IHS Markit also highlighted that the market benefitted from 4×4 MIMO and 256QAM upgrades on existing small cells, as new products that support these features are more expensive.

“We continue to see increasing small cell activity, with impact being made by enterprise small cell services offered by MNOs to attract high-value corporate and vertical customers,” said Richard Webb, associate director, mobile backhaul and small cells research at IHS Markit. “This enterprise segment is strongly fueling indoor small cells unit shipments, which are far greater than outdoor small cell rollouts,” he added.

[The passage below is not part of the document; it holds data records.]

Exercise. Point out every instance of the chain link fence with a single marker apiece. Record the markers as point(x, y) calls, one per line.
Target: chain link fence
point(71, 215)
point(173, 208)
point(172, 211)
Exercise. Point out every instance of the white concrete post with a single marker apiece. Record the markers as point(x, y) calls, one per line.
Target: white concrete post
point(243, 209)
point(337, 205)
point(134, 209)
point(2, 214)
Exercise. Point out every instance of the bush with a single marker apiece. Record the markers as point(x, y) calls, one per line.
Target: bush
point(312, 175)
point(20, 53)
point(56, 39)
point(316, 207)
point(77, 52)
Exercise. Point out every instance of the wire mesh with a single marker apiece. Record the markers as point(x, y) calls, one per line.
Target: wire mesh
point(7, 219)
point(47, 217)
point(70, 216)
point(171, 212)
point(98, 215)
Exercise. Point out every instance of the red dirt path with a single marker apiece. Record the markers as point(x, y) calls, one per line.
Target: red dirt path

IHS Markit projects the small cell market to hit $2.8 billion in 2022, growing at a compound annual growth rate (CAGR) of 9.6%over the five years from 2017 to 2022.

“The volume of indoor units will continue to increase above that of outdoor out to 2022,” said Stéphane Téral, executive director, mobile infrastructure and carrier economics research at IHS Markit. “However, outdoor revenue will be higher because outdoor small cells are significantly more expensive with new 4G features such as higher-order MIMO and 256QAM.”

The Asia-Pacific region led all regions in terms of small cell deployments by service providers, mainly driven by activity in India and China. This region accounted for 56% of the global small cell market last year. Other key markets in 2017 were Canada, Japan and the U.S.

The study also highlighted that the indoor market, comprising the indoor urban and enterprise sub segments, is moving rapidly toward commoditization as volumes rise and service providers seek plug-and-play form factors.

IHS also said that some changes in small cell market share leadership are expected this year as SpiderCloud’s lead is eroded by large players such as Nokia and Cisco.

The deployment of small cells will be key for the provision of commercial 5G services. AT&T said that mobile 5G technology will rely on small cells deployed closer to the ground than the tower top radios that support LTE.

AT&T’s first round of mobile 5G will use millimeter wave spectrum, which offers higher capacity rates than low-band spectrum but does not propagate over large distances. That means radios need to closer together than they are in LTE deployments. “Millimeter wave is more associated with small cell-like ranges and heights,” said AT&T’s Hank Kafka, VP of network architecture. “It can be on telephone poles or light poles or building rooftops or on towers, but generally if you’re putting it on towers it’s at a lower height than you would put a high-powered macrocell, because of the propagation characteristics.”